Und ich will euch das auch nicht vorenthalten: DelinvFile - Utility for Deleting Invalid Files and Folders
Hat super bei mir geklappt!

Es gibt aber noch ein Problem:
Nen' Kumpel hat sich die Festplatte mal ausgeborgt und bei Mac genutzt. Nun kann man ja bei Mac so Zeichen sie /; :; ? und mehr in den Dateinamen schreiben.
Na toll, aber wie bekomme ich die bei mir wieder weg?


----------



## skrippi (5. Dezember 2011)

*AW: Unter Linux erstellter Ordner lässt sich nicht mehr löschen *

Hat da noch jemand eine Idee?


----------



## blackout24 (5. Dezember 2011)

*AW: Unter Linux erstellter Ordner lässt sich nicht mehr löschen *

Warst du root als du die Datei unter Linux löschen wolltest?


----------



## skrippi (6. Dezember 2011)

*AW: Unter Linux erstellter Ordner lässt sich nicht mehr löschen *

Das weiß ich nciht. Aber wie gesagt ist das Problem gelöst.

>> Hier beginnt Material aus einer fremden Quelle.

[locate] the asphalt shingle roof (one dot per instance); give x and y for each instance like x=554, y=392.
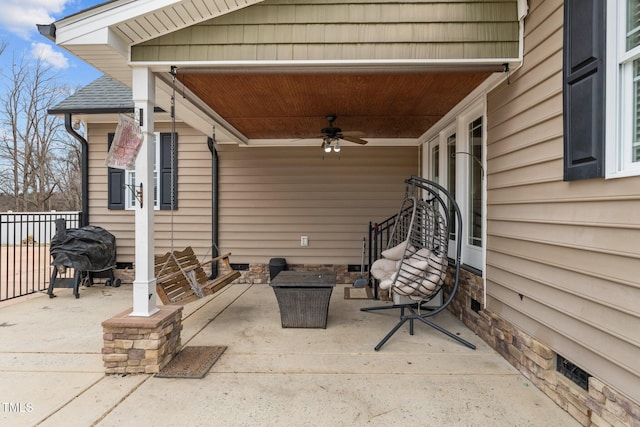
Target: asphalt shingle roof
x=103, y=95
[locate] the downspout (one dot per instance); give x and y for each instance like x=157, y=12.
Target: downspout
x=84, y=168
x=214, y=206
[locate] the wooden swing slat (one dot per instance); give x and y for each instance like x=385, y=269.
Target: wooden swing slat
x=175, y=287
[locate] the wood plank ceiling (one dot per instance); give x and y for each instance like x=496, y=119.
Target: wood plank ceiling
x=294, y=105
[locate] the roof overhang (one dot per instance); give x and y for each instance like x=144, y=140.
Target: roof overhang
x=104, y=36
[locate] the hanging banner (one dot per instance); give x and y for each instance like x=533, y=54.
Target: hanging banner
x=126, y=144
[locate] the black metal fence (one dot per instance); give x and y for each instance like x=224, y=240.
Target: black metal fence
x=24, y=250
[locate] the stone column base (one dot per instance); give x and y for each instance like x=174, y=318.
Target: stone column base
x=141, y=345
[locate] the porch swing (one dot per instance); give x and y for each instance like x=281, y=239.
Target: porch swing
x=180, y=276
x=416, y=262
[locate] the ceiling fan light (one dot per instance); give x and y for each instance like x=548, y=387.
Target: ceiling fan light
x=327, y=147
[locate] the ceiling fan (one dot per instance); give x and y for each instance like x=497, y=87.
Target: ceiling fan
x=332, y=134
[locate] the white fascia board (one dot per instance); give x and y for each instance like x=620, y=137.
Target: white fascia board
x=104, y=36
x=115, y=13
x=316, y=142
x=488, y=64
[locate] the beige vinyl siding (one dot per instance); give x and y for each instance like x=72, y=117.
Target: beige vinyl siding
x=191, y=221
x=322, y=30
x=562, y=257
x=271, y=196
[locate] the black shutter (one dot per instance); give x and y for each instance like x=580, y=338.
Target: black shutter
x=115, y=183
x=584, y=89
x=168, y=173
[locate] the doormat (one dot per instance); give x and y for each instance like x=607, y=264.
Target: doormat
x=192, y=362
x=358, y=293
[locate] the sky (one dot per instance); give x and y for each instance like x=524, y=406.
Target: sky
x=18, y=20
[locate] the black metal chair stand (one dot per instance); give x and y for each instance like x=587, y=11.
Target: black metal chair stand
x=419, y=242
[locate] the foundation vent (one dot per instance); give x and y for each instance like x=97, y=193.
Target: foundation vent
x=573, y=372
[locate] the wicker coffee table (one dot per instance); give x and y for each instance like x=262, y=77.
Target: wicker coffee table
x=303, y=297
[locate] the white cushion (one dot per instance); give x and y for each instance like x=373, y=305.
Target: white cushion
x=397, y=252
x=383, y=268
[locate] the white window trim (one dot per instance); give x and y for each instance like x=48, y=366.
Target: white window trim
x=129, y=194
x=471, y=255
x=619, y=102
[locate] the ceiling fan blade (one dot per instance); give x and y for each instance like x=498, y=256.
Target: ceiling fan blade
x=354, y=139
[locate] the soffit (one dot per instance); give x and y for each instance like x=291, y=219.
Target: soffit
x=295, y=106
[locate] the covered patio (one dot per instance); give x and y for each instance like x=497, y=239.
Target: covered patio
x=268, y=375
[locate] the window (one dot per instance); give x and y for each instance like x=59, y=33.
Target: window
x=130, y=199
x=627, y=62
x=120, y=182
x=623, y=89
x=456, y=162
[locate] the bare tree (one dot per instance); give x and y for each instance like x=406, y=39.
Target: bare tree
x=34, y=142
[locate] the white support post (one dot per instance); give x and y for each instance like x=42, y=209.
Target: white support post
x=144, y=284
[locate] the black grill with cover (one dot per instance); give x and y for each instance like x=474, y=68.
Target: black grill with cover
x=89, y=250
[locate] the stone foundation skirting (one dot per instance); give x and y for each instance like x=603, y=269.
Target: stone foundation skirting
x=141, y=345
x=600, y=406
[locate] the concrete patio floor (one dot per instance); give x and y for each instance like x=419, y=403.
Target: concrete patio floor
x=52, y=374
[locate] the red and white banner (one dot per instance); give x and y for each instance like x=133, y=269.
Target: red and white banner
x=126, y=144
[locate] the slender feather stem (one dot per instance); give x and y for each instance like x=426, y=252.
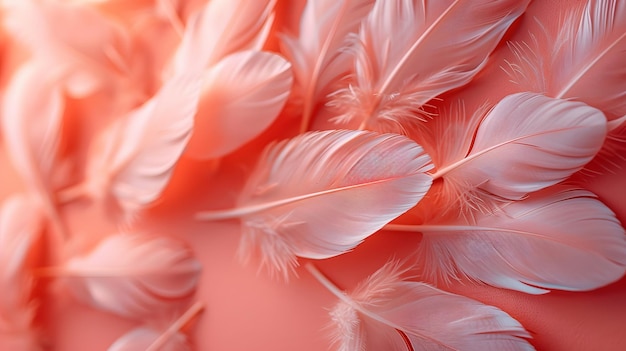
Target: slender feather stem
x=180, y=323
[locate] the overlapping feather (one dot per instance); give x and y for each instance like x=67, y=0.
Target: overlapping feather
x=527, y=142
x=558, y=238
x=220, y=28
x=386, y=312
x=82, y=59
x=133, y=275
x=21, y=223
x=242, y=95
x=132, y=161
x=318, y=54
x=409, y=52
x=362, y=180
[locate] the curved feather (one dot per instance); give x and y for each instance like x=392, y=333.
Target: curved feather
x=386, y=312
x=242, y=95
x=133, y=275
x=559, y=238
x=526, y=143
x=406, y=55
x=134, y=158
x=83, y=58
x=20, y=228
x=150, y=339
x=220, y=28
x=317, y=53
x=362, y=180
x=586, y=61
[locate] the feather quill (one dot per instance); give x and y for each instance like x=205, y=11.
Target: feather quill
x=409, y=52
x=362, y=180
x=20, y=228
x=220, y=28
x=133, y=275
x=150, y=339
x=132, y=161
x=386, y=312
x=318, y=54
x=558, y=238
x=242, y=95
x=32, y=118
x=525, y=143
x=83, y=59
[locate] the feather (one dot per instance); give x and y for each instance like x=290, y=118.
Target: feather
x=134, y=158
x=83, y=58
x=20, y=228
x=395, y=78
x=526, y=143
x=361, y=180
x=32, y=118
x=133, y=275
x=150, y=339
x=585, y=60
x=242, y=95
x=318, y=54
x=388, y=313
x=220, y=28
x=558, y=238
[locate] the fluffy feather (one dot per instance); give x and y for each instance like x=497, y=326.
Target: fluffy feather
x=360, y=179
x=406, y=55
x=386, y=312
x=150, y=339
x=318, y=54
x=558, y=238
x=220, y=28
x=20, y=227
x=134, y=158
x=585, y=60
x=526, y=143
x=133, y=275
x=242, y=95
x=84, y=58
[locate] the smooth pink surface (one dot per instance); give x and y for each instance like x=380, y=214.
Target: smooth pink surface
x=247, y=310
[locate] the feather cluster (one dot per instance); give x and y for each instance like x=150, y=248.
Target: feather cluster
x=334, y=121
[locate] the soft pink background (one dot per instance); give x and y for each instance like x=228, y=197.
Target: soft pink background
x=246, y=310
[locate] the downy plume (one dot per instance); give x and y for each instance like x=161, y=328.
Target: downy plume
x=220, y=28
x=558, y=238
x=82, y=59
x=319, y=54
x=242, y=95
x=131, y=162
x=527, y=142
x=406, y=56
x=386, y=312
x=147, y=338
x=362, y=180
x=20, y=228
x=133, y=275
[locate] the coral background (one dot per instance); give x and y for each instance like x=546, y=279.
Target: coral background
x=248, y=310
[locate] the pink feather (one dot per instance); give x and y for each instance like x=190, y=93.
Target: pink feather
x=133, y=275
x=242, y=95
x=150, y=339
x=525, y=143
x=132, y=161
x=220, y=28
x=558, y=238
x=362, y=180
x=386, y=312
x=409, y=52
x=20, y=228
x=318, y=54
x=84, y=59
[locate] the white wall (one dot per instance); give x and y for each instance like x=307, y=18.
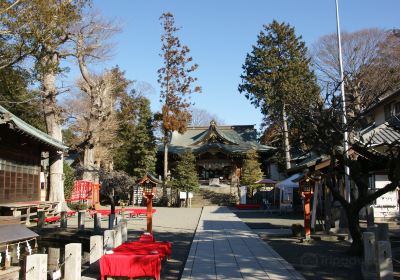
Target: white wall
x=386, y=206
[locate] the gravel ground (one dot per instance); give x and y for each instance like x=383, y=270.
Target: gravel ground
x=320, y=259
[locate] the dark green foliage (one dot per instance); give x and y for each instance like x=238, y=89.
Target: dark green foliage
x=115, y=184
x=137, y=152
x=277, y=73
x=185, y=173
x=69, y=178
x=251, y=171
x=16, y=97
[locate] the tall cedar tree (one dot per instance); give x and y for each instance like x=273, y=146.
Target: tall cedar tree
x=185, y=174
x=276, y=76
x=176, y=82
x=251, y=171
x=16, y=96
x=137, y=152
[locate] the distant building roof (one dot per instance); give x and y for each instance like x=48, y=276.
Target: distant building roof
x=7, y=117
x=381, y=99
x=231, y=139
x=383, y=134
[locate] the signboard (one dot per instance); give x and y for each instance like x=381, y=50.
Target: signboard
x=182, y=195
x=243, y=194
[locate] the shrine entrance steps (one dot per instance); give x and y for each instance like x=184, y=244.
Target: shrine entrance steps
x=207, y=197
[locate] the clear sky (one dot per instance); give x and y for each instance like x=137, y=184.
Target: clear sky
x=220, y=33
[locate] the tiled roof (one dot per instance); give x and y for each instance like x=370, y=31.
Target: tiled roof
x=9, y=118
x=232, y=139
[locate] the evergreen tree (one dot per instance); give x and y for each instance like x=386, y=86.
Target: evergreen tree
x=251, y=171
x=176, y=80
x=185, y=173
x=137, y=152
x=276, y=76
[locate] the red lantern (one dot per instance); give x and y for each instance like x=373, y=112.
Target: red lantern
x=306, y=189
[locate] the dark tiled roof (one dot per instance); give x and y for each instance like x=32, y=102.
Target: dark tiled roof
x=230, y=139
x=384, y=134
x=9, y=118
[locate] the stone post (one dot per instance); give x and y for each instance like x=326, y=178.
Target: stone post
x=96, y=251
x=384, y=260
x=36, y=267
x=109, y=237
x=118, y=236
x=64, y=219
x=97, y=223
x=14, y=259
x=111, y=220
x=383, y=232
x=53, y=259
x=41, y=218
x=369, y=250
x=370, y=215
x=73, y=261
x=124, y=231
x=81, y=220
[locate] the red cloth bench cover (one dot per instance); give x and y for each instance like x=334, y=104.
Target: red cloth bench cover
x=248, y=206
x=147, y=238
x=104, y=212
x=162, y=249
x=130, y=265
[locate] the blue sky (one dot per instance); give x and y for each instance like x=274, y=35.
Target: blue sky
x=220, y=33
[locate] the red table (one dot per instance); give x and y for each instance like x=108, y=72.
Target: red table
x=162, y=249
x=147, y=238
x=131, y=266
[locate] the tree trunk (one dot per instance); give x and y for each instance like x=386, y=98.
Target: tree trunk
x=53, y=123
x=286, y=138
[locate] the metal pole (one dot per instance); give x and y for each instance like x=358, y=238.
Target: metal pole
x=344, y=119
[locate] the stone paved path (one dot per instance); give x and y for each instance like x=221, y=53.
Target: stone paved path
x=226, y=248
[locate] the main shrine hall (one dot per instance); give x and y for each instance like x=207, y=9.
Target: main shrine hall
x=219, y=150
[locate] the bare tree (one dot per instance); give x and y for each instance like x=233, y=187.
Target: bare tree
x=323, y=132
x=370, y=60
x=201, y=117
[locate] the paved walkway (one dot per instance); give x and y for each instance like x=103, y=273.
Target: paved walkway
x=226, y=248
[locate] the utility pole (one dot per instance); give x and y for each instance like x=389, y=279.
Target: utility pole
x=344, y=119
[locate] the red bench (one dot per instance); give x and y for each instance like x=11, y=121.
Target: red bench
x=248, y=206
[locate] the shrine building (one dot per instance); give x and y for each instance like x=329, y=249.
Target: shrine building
x=219, y=150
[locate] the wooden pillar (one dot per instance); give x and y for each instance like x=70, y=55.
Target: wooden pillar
x=96, y=252
x=97, y=222
x=149, y=212
x=307, y=214
x=384, y=260
x=64, y=219
x=73, y=261
x=81, y=220
x=41, y=218
x=36, y=267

Ein viel größeres Problem stellt mein "Alben:Compis" Ordner dar, welcher nicht gelöscht bzw. umbenannt werden kann, weil er ein Windows-unzulässiges Schriftzeichen ( enthält.


----------



## Jimini (6. Dezember 2011)

*AW: Unter Linux erstellter Ordner lässt sich nicht mehr löschen *

Dateien und Verzeichnisse mit Doppelpunkten, Fragezeichen, Slashes etc. solltest du unter Linux und MacOS problemlos umbenennen können. Windows ist, was Dateibezeichnungen angeht, leider sehr unflexibel.

MfG Jimini


----------



## smartysmart34 (6. Dezember 2011)

*AW: Unter Linux erstellter Ordner lässt sich nicht mehr löschen *



skrippi schrieb:


> Formatieren kommt für mich nicht in Frage, da die Platte 600GB sensibler Daten enthält und das
> 1. keinen Platz mehr auf meinem Rechner fände.
> 2. ewig beim Kopieren dauerte.



zum Löschen/Umbenennen mit Sonderzeichen wurde ja bereits auf OSX / Linux verwiesen. Nur eine kleine Anmerkung noch:
Es ist eine denkbar ungünstige Vorgehensweise, eine Platte mit ca. 600 GB an sensiblen (!) Daten IRGENDWEM auszuleihen. Kumpel oder nicht. Meine Backupmedien und Platten mit sensiblen Daten bekommt nichtmal meine Mutter...


----------



## drbeckstar (2. Januar 2012)

lade dir ne liveversion von einem linux deiner wahl am besten debian. brenn es auf cd oder mach es auf nen stick. danach bootest du das livesystem und klemmst deine platte an danach öffnest du ein terminal ( wie bei windows cmd.exe) und gibst dort ein rm -r /pfad/zum/ordner/ ein. fertig.


----------